De nombreux discours polémiques ont suivi sur l’emprunte carbone de cette installation. Laquelle a été réitérée à la COP24 de Londres.
On peut m’objecter, à juste titre, que le transport de la glace a un coût environnemental. J’ai estimé son empreinte carbone et je l’ai mise en balance avec la force du message. J’assume ma responsabilité. Je pense qu’éthiquement, l’importance du projet, son impact, seront bénéfiques au final pour la planète. […] Face à la glace, à sa beauté incroyable, à son âge –des centaines de milliers d’années, bien plus que l’âge de Paris-, les gens prendront conscience physiquement du réchauffement climatique. Ils pourront la toucher, l’écouter craquer.
Olafur Eliasson, artiste
Emilie Engbrik, membre du Studio Olafur Eliasson ajoute que :
L’empreinte carbone estimée de la présence d’un bloc de glace à Londres pour Ice Watch équivaut à peu près au déplacement d’une personne de Londres en Arctique aller-retour, afin de constater par elle-même les effets du changement climatique. Ainsi, l’empreinte carbone de l’installation de la Tate Modern équivaut à peu près au vol aller-retour d’une classe de 24 écoliers au Groenland pour observer la fonte de la calotte glaciaire. En comparaison, Ice Watch touchera un nombre beaucoup plus important de personnes grâce à l’installation sur site à Londres, sans parler des personnes qui la verront à travers les médias et sur Internet.

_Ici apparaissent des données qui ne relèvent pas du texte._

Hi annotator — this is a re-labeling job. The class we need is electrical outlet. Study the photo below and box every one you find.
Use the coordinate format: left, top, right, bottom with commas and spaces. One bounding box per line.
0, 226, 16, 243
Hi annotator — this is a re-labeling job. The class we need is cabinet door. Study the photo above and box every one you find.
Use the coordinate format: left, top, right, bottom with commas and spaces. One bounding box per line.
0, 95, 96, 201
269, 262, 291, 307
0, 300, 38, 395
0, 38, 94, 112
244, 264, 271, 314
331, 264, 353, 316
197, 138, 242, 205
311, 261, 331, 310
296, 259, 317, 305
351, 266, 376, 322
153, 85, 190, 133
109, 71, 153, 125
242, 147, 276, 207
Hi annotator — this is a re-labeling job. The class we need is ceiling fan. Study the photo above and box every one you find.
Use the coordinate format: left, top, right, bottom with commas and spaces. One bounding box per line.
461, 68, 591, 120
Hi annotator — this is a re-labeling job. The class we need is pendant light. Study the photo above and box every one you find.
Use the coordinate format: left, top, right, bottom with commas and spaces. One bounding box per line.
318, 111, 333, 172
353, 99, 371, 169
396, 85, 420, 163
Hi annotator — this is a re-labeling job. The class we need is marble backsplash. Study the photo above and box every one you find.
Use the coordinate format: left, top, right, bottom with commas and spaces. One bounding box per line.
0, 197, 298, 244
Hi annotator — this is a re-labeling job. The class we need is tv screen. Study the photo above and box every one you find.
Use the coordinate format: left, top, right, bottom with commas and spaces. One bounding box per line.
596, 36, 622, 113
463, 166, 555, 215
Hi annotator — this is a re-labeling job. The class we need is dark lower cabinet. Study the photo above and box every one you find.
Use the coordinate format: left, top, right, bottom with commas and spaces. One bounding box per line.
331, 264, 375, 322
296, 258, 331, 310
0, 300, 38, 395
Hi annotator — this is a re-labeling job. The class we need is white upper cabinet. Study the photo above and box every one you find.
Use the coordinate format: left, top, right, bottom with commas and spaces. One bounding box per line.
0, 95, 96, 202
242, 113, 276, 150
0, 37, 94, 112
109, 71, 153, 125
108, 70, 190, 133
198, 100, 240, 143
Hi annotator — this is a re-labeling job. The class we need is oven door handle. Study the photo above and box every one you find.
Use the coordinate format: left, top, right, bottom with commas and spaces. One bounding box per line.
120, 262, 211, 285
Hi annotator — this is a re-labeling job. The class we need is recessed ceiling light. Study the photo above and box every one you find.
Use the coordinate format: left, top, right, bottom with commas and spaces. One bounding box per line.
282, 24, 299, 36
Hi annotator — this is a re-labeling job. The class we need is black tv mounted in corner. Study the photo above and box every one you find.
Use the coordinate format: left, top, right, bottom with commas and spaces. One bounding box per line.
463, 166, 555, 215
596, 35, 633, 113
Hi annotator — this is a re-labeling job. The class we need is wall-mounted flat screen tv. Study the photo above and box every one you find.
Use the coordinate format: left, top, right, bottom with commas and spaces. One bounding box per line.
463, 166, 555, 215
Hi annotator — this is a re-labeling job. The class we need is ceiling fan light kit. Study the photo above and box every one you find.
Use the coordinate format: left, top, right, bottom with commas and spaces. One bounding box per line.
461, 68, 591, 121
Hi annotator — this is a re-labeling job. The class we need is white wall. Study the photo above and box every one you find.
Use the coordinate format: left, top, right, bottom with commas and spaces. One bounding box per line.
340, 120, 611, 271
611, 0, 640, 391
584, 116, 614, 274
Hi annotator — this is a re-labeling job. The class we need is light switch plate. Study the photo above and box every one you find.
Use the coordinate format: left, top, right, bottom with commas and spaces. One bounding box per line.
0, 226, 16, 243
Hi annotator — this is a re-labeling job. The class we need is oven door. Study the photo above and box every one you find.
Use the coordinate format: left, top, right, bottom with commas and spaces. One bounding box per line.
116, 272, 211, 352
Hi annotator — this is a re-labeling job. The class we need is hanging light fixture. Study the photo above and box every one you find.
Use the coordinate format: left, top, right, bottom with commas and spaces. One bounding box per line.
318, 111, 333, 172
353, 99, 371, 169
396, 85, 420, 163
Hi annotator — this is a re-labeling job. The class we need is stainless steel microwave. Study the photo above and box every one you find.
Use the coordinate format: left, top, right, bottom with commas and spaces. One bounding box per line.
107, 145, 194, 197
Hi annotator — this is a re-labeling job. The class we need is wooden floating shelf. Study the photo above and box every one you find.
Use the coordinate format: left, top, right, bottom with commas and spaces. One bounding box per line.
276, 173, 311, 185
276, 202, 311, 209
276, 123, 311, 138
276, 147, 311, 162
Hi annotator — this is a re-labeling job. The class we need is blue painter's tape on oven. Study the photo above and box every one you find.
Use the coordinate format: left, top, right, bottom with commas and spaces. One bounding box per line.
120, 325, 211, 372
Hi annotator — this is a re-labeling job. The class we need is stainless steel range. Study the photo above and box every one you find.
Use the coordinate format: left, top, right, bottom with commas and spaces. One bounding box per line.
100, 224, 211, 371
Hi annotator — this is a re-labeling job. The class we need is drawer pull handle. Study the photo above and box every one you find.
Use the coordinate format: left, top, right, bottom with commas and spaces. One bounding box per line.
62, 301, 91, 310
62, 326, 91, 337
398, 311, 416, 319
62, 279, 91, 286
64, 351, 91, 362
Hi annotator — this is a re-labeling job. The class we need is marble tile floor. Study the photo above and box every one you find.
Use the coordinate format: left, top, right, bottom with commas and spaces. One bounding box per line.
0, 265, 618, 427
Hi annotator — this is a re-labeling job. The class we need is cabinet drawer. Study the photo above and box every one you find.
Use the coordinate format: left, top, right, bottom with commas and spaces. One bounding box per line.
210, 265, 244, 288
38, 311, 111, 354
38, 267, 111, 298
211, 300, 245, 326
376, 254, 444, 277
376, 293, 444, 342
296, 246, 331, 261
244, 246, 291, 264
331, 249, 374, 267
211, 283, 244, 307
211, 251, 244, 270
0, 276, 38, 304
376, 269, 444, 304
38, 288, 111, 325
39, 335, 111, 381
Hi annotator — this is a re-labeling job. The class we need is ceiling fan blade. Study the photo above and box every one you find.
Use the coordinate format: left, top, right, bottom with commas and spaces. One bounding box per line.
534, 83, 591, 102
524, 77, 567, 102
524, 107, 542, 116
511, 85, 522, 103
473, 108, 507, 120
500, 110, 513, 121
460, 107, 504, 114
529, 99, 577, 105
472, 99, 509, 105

Ces données sont également mentionnées et même promues dans le dossier de l’organisation londonienne Julie’s Bicycle.
Les artistes contemporains souhaitent s’assujettir à une démarche éco-art respectant l’environnement et la planète.
Plusieurs réflexions ont été menées : en 2018, s’est déroulé un congrès au Centre Pompidou, sur la transition écologique dans la Culture, auquel participait la pionnière de la problématique, Alice Audouin, présidente fondatrice du groupe international d’artistes Art of Change 21. Ce groupe a pour vocation de mobiliser les artistes, les citoyens et les scientifiques autour des enjeux du changement climatique. Dans la même mouvance, l’association COAL Art & Culture, créée en 2008, accompagne les artistes vers l’émergence d’une nouvelle culture de l’écologie et conçoit des expositions et des évènementiels sur les enjeux de la transition écologique.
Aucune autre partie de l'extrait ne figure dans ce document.